Свою ответственность царь понимал иначе, чем создатели теории «общественного договора»: он считал, что должен быть примером для подданных, и до конца жизни демонстрировал служение интересам государства, при исполнении воинского долга пройдя все ступени служебной лестницы от простого бомбардира до генерала и вице-адмирала с соответствующим жалованьем, получая которое говорил окружавшим: «Сии деньги — собственные мои. Я их заслужил и употреблять могу по произволу. Но с государственными доходами поступать надлежит осторожно: об них должен я дать отчёт Богу».
Этому служению он подчинил и личную жизнь, не щадя ни себя, ни близких и требуя того же от других. Когда в 1716 году царь в Копенгагене не смог повидать поутру своего союзника — датского короля Фредерика IV (тот проводил время с любовницей), он сделал царственному «брату» замечание, а услышав в ответ, что он и сам имеет «метресс», возразил: «Мои шлюхи мне ничего не стоят. Но та, что содержите вы, обходится вам в тысячи риксталеров, которые вы могли бы потратить с гораздо большей пользой».

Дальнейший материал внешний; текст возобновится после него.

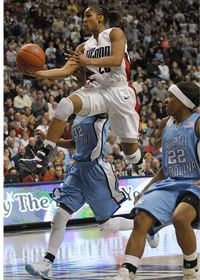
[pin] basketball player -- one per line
(90, 179)
(172, 196)
(107, 91)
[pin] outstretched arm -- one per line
(68, 69)
(158, 141)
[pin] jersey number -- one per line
(104, 70)
(177, 156)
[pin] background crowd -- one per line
(163, 47)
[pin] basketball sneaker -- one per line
(191, 274)
(140, 167)
(42, 269)
(124, 274)
(153, 240)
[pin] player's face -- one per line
(91, 20)
(173, 105)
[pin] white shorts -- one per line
(119, 102)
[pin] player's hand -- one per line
(39, 134)
(77, 57)
(38, 164)
(137, 195)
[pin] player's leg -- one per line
(124, 122)
(85, 102)
(135, 246)
(155, 209)
(183, 217)
(58, 226)
(70, 200)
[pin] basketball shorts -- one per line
(160, 200)
(93, 183)
(119, 102)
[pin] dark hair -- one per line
(191, 90)
(111, 18)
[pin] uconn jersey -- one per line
(180, 156)
(102, 48)
(89, 135)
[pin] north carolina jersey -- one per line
(179, 150)
(102, 48)
(89, 135)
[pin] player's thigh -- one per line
(125, 125)
(101, 190)
(158, 203)
(71, 195)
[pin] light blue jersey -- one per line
(89, 136)
(179, 150)
(90, 179)
(181, 169)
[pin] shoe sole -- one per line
(29, 268)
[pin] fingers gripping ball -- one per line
(30, 58)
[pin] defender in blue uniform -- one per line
(90, 179)
(173, 195)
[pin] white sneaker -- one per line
(153, 240)
(42, 269)
(191, 274)
(140, 168)
(123, 274)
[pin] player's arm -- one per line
(158, 140)
(67, 144)
(69, 68)
(117, 52)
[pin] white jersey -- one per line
(102, 48)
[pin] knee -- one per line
(60, 219)
(142, 222)
(179, 220)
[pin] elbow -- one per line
(118, 62)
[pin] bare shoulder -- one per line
(117, 32)
(163, 122)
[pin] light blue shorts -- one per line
(160, 200)
(95, 183)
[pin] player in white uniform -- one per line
(108, 90)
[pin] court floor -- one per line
(89, 254)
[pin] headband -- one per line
(181, 96)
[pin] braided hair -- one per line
(111, 18)
(191, 90)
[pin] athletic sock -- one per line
(131, 263)
(190, 261)
(49, 257)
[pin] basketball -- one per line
(30, 58)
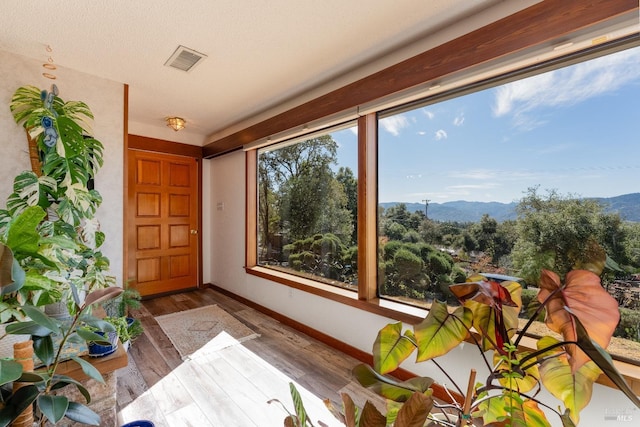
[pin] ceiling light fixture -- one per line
(175, 123)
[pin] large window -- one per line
(488, 179)
(514, 178)
(308, 206)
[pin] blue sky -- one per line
(576, 130)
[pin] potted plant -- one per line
(50, 245)
(49, 221)
(117, 311)
(40, 385)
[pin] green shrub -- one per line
(407, 264)
(440, 263)
(391, 248)
(629, 325)
(529, 302)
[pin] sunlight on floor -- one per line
(223, 384)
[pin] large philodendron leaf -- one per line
(441, 331)
(527, 414)
(12, 276)
(23, 236)
(509, 408)
(522, 383)
(585, 297)
(573, 389)
(495, 308)
(388, 387)
(391, 347)
(34, 190)
(301, 412)
(415, 411)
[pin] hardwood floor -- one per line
(231, 386)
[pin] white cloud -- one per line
(393, 124)
(566, 86)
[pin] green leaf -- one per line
(53, 407)
(301, 413)
(97, 323)
(43, 348)
(31, 377)
(17, 403)
(82, 414)
(371, 417)
(573, 389)
(523, 383)
(88, 369)
(9, 371)
(441, 331)
(101, 295)
(11, 274)
(391, 348)
(41, 319)
(23, 236)
(61, 381)
(415, 411)
(388, 387)
(525, 413)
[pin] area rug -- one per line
(203, 330)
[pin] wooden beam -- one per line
(538, 24)
(137, 142)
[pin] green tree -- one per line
(350, 186)
(300, 176)
(557, 232)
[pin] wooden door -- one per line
(162, 220)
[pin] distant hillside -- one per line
(627, 205)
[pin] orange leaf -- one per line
(583, 295)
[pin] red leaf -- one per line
(584, 296)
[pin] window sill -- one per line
(407, 314)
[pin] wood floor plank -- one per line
(242, 391)
(219, 407)
(230, 387)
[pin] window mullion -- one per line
(367, 207)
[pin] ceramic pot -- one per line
(99, 349)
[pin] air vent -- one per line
(184, 59)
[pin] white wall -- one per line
(347, 324)
(105, 98)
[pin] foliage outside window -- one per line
(307, 207)
(509, 180)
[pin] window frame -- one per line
(544, 26)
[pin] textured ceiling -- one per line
(260, 53)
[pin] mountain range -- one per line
(627, 205)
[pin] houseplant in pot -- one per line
(64, 246)
(41, 386)
(50, 241)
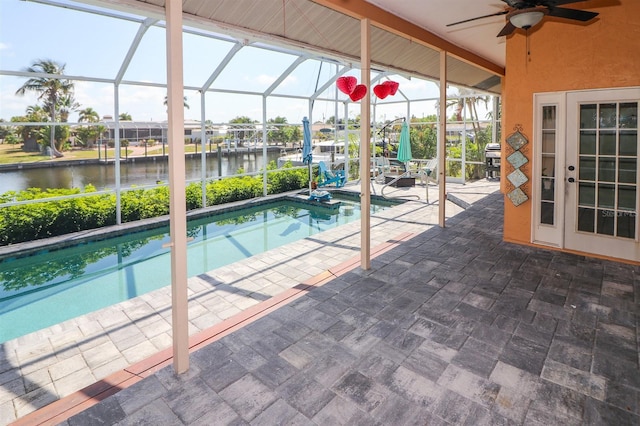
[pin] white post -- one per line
(365, 146)
(177, 187)
(116, 145)
(442, 140)
(203, 144)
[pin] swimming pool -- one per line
(50, 286)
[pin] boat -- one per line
(327, 151)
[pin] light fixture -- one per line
(526, 18)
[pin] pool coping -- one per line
(62, 241)
(61, 409)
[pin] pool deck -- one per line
(471, 330)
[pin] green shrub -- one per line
(45, 219)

Юношеские впечатления от заморской «вольности» у Петра остались надолго, но могли он понять основы качественно иного мироустройства, социальной структуры, отношений власти и подданных? Едва ли... И всё же он пошёл на разрыв с «московской» традицией и утверждал новую культуру, основанную на иной знаковой системе. Образцом объявлялось не восточное благочестие, а культурный уклад Западной Европы; бороду надо было менять на парик, русский язык — на немецкий. Не случайно впоследствии царь приказал поставить аллегорические статуи «каменных девок» в петербургском Летнем саду — античная мифология («еллинская ересь») стала официальным средством эстетического воспитания. Царь был глубоко убеждён в своём праве вводить любые новшества и «перемены обычаев». Вспомним и о том, что к московской старине у него был личный счёт.
Восстание стрельцов в 1698 году заставило Петра прервать заграничное турне и поспешить в Россию. По его приказу в Преображенском были построены 14 пыточных камер, где два приказных дьяка и восемь подьячих параллельно вели допросы и происходили пытки. 30 сентября на Красной площади Пётр принял участие в первой массовой казни участников Стрелецкого бунта. Государь при огромном стечении народа взялся лично рубить головы приговорённым; причём его свита была обязана принять участие; избежать его смогли лишь иностранцы, отговорившиеся боязнью снискать ненависть русского народа. С сентября 1698 года по февраль 1699-го были казнены 1182 стрельца — почти треть привлечённых к следствию; более шестисот человек отправлены в ссылку в Сибирь, ещё две тысячи переведены из столицы в провинциальные полки.